More than two thirds of over 2,000 SMBs surveyed in the Europe, Middle East and Africa ranked data loss to be their top business risk, according to a latest SMB Information Protection Survey conducted by Symantec. Data leaks cost small and medium-sized businesses (SMBs) an average of US$ 316,000 each during the past year, the research shows.
At present, data loss to an organisation in the UAE can vary from 5 to 30 per cent of overall revenue. This covers largely the private sector – mainly financial, media, oil and gas, real estate and construction, among others. It is difficult to quantify data loss occurring in the public sector at present.
Legislation in the Middle East with regards to data protection is still lagging behind the US and Europe. This region needs to develop a holistic approach to security and the reporting of data breaches. This will provide more focus on the serious issue and give direction to companies lagging behind in the security battle.
Data loss prevention (DLP) technology can play a significant role in minimising security threats. Organisations in the Middle East can benefit from the lessons learned by their peers in other countries.
Priortise the Need
There are many things an organisation can do with a DLP solution, and they should do most of them. Eventually. If they to do everything at once, the project will grow to an unmanageable size and become significant burden for IT.
Nigel Hawthorn, VP EMEA Marketing, Blue Coat Systems |
It is crucial that organisations understand and prioritize the key issues that are driving their deployment of a DLP solution, whether they be compliance, proprietary information concerns or some other issue. Organisations should determine the top priority items and create a deployment plan that reflects those priorities. The goal should be to claim initial success without requiring a full DLP deployment.

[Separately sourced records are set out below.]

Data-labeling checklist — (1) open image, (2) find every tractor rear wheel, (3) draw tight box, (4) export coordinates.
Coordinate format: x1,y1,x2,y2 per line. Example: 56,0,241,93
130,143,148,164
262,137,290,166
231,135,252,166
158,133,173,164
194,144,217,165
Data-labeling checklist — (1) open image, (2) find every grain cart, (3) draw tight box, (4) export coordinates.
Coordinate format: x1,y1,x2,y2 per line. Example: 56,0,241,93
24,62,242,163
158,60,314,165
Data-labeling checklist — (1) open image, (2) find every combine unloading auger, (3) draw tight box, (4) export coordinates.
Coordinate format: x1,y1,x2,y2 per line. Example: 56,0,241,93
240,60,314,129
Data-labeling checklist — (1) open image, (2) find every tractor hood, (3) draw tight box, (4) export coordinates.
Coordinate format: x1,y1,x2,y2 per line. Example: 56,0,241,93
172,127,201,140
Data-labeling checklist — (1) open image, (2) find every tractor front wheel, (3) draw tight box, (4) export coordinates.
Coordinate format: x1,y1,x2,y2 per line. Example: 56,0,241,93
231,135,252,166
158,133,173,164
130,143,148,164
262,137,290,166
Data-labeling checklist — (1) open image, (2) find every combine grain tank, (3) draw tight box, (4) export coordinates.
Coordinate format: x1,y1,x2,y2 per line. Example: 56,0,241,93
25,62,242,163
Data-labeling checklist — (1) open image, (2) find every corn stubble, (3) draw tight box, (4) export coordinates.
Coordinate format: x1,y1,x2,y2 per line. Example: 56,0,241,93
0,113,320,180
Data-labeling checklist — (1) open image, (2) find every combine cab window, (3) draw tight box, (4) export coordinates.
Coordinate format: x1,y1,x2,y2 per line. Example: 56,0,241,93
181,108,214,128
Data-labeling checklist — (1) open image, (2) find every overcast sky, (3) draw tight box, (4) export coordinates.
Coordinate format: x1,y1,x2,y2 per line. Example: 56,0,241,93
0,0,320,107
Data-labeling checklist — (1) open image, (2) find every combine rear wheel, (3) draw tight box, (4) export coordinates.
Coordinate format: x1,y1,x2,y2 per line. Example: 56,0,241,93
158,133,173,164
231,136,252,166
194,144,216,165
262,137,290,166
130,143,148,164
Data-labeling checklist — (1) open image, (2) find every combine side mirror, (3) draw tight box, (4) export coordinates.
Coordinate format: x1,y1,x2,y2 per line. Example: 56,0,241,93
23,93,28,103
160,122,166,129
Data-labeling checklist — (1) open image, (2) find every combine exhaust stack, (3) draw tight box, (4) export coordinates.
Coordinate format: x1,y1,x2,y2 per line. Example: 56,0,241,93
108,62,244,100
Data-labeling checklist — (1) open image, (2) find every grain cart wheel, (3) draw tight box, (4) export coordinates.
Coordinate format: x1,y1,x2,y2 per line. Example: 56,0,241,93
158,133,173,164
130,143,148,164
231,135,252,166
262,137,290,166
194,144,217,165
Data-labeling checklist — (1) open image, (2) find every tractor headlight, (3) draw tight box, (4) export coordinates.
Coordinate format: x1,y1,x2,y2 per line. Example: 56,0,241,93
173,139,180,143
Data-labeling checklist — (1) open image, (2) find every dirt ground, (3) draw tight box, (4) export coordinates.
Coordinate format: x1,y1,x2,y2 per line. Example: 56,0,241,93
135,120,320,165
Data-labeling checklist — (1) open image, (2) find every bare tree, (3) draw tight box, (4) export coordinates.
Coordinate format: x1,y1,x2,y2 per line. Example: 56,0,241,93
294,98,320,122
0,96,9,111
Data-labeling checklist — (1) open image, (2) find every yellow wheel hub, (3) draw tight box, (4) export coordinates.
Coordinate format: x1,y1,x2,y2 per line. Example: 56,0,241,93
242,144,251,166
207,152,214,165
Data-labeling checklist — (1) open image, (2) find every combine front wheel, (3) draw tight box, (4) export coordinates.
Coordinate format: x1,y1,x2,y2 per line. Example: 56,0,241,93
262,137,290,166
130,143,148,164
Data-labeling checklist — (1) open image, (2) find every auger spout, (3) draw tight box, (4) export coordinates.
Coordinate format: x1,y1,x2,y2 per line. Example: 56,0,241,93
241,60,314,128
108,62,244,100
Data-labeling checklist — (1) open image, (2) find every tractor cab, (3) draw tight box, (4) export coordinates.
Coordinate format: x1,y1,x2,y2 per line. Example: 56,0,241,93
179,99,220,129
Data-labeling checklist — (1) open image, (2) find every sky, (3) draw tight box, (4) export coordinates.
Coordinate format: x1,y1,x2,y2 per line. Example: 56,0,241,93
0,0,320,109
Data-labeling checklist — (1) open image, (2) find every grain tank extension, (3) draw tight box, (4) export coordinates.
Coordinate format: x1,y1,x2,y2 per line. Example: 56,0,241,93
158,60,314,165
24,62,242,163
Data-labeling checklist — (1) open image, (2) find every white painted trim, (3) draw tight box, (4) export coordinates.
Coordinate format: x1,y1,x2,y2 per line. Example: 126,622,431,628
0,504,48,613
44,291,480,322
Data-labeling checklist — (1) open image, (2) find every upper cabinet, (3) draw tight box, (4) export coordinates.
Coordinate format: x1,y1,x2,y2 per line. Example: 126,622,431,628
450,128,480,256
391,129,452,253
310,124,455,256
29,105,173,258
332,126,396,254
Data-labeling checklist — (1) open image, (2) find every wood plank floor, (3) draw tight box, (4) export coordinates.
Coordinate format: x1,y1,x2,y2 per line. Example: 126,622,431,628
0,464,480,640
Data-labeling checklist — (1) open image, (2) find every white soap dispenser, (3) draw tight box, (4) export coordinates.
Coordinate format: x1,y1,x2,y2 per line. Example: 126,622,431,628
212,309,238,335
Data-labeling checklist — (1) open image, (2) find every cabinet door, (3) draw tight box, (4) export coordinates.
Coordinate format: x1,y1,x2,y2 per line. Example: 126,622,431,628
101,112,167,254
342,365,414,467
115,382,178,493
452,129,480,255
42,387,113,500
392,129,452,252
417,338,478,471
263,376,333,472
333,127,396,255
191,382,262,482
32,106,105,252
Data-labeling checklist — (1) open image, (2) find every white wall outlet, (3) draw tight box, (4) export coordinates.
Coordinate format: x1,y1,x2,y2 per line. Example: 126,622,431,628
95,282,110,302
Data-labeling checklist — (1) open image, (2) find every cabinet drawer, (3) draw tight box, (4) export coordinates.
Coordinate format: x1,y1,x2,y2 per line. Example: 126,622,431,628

Understanding the key drivers of the deployment will also help select the appropriate solution. Not all DLP solutions provide the same functionality, and understanding those drivers will help determine which products an organisation should consider.
A global organisation or even a regional organisation will need a solution that supports multi-byte characters so that it can match content in Arabic, Japanese, Chinese and many other languages. Without that support, a business will have to deploy local solutions in each country, creating a multi-vendor policy, management and reporting headache.
Carefully analyzing how a solution catches sensitive content is equally important. The lack of advanced data recognition technologies, for example, could result in high false positives or overblocking that impedes productivity. Organisations that are concerned about overblocking content should be sure their solution has fingerprinting technology in addition to keyword matches.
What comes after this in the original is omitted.